Senza progresso la Calabria del nulla

 Il Sud è abituato da sempre al meglio che niente, perciò anche l’annunzio di uno 0,1% di progresso ci pare un superenalotto. Il Sud pare addirittura vada un tantino meno peggio del Nord: formalocchiu! Il Sud, cioè Molise Puglia Campania Basilicata Sicilia: la Calabria, detta anche la Magna Grecia, spicca come sempre nella sua storia: non progredisce nemmeno lo 0,000001. Come mai? Beh, non è difficile capirlo. Per progredire, anzi per campare, ci vogliono, per esempio, agricoltura pastorizia industria artigianato navigazione trasporti servizi turismo… Bisogna lavorare e produrre, consumare i prodotti, scambiarli e venderli ad altri; insomma, fare quelle cose che si chiamano l’economia. Ebbene, o eredi di Pitagora, in Calabria non c’è nulla di tutto questo. Lo strombazzato turismo è un breve caos di due settimane balneari, assenti assoluti altri modi di turismo: religioso, culturale eccetera.  Industria, artigianato? Agricoltura? Guardatevi intorno e ditemi cosa c’è. C’era una volta l’assistenzialismo indiretto: ospedali scuole uffici poste… Non ci sono più, e comunque non si assume da vent’anni. L’assistenzialismo diretto? Restano giusto le pensioni. La Calabria riceve ogni anno un mare di soldi e non li sa spendere; più esattamente, non li sa manco rubare: troppo faticoso. Opinione pubblica, partiti politici, ecclesiastici, giornalisti eccetera, che ne dicono? Non dicono nulla, perché la mamma li avvertì fin da fanciulli: “La parola migliore è quella che non esce di bocca”. E la cultura ufficiale? S’ingrassa con libri e film antimafia segue cena.
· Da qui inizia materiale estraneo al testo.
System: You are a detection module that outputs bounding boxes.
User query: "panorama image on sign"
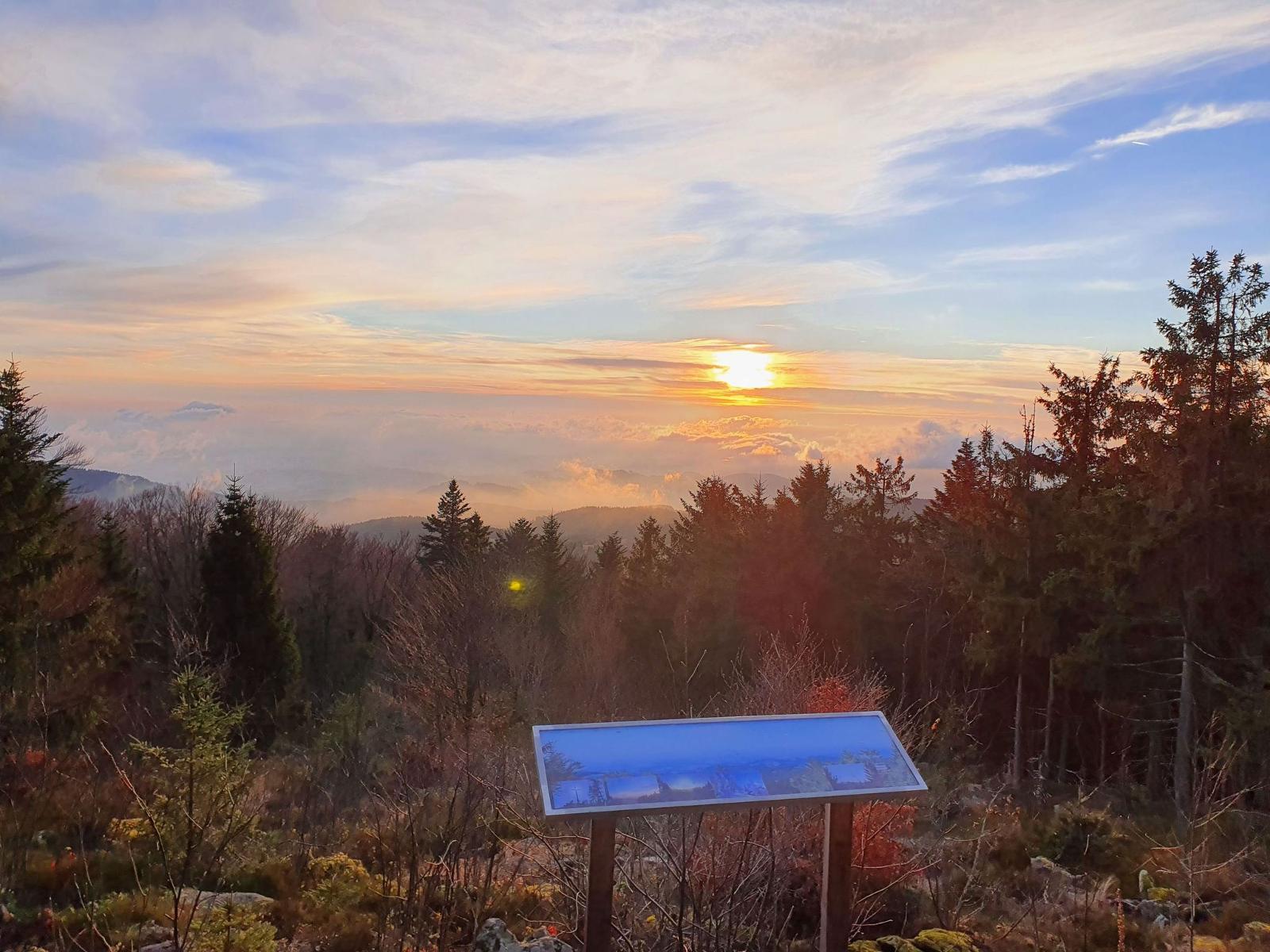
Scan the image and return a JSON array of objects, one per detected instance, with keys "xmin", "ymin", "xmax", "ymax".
[{"xmin": 535, "ymin": 712, "xmax": 926, "ymax": 814}]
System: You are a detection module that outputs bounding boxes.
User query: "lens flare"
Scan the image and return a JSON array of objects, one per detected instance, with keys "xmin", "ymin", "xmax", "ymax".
[{"xmin": 714, "ymin": 351, "xmax": 776, "ymax": 390}]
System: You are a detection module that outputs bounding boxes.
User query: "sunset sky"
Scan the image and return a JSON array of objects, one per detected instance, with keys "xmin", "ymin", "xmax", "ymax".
[{"xmin": 7, "ymin": 0, "xmax": 1270, "ymax": 520}]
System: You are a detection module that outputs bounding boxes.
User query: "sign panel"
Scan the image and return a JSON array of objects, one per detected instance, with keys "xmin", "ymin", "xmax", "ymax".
[{"xmin": 533, "ymin": 711, "xmax": 926, "ymax": 816}]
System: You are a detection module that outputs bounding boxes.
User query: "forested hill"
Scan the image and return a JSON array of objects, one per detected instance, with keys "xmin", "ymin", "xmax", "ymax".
[
  {"xmin": 349, "ymin": 505, "xmax": 675, "ymax": 551},
  {"xmin": 66, "ymin": 467, "xmax": 163, "ymax": 503}
]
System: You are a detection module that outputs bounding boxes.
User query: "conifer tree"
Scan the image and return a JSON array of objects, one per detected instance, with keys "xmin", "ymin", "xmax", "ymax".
[
  {"xmin": 592, "ymin": 532, "xmax": 626, "ymax": 588},
  {"xmin": 419, "ymin": 480, "xmax": 489, "ymax": 571},
  {"xmin": 621, "ymin": 516, "xmax": 672, "ymax": 670},
  {"xmin": 0, "ymin": 362, "xmax": 75, "ymax": 740},
  {"xmin": 202, "ymin": 478, "xmax": 300, "ymax": 741},
  {"xmin": 535, "ymin": 514, "xmax": 578, "ymax": 643},
  {"xmin": 494, "ymin": 516, "xmax": 538, "ymax": 575}
]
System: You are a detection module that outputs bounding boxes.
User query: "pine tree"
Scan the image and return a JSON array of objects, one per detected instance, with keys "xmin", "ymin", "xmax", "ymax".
[
  {"xmin": 419, "ymin": 480, "xmax": 489, "ymax": 571},
  {"xmin": 202, "ymin": 478, "xmax": 300, "ymax": 741},
  {"xmin": 591, "ymin": 532, "xmax": 626, "ymax": 588},
  {"xmin": 494, "ymin": 518, "xmax": 540, "ymax": 576},
  {"xmin": 621, "ymin": 516, "xmax": 672, "ymax": 671},
  {"xmin": 0, "ymin": 362, "xmax": 74, "ymax": 740},
  {"xmin": 1128, "ymin": 250, "xmax": 1270, "ymax": 819},
  {"xmin": 535, "ymin": 514, "xmax": 579, "ymax": 645}
]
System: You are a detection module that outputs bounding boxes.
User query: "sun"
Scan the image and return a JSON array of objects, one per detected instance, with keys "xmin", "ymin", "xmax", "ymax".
[{"xmin": 714, "ymin": 351, "xmax": 776, "ymax": 390}]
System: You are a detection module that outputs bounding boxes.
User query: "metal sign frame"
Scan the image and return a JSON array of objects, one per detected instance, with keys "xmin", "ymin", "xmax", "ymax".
[{"xmin": 533, "ymin": 711, "xmax": 927, "ymax": 820}]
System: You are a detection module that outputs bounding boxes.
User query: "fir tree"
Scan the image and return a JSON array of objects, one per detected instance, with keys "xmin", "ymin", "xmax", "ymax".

A cena, bene inteso, niente carne rossa o soppressata: i nostri calabri intellettuali sono infatti sempre politicamente corretti, e credono non solo allo Stato e alla Magistratura, ma anche all’Organizzazione Mondiale della Sanità. Magari, una fettina di salame a casa… Ci vorrebbe un commissario giapponese armato di katana e con pieni poteri.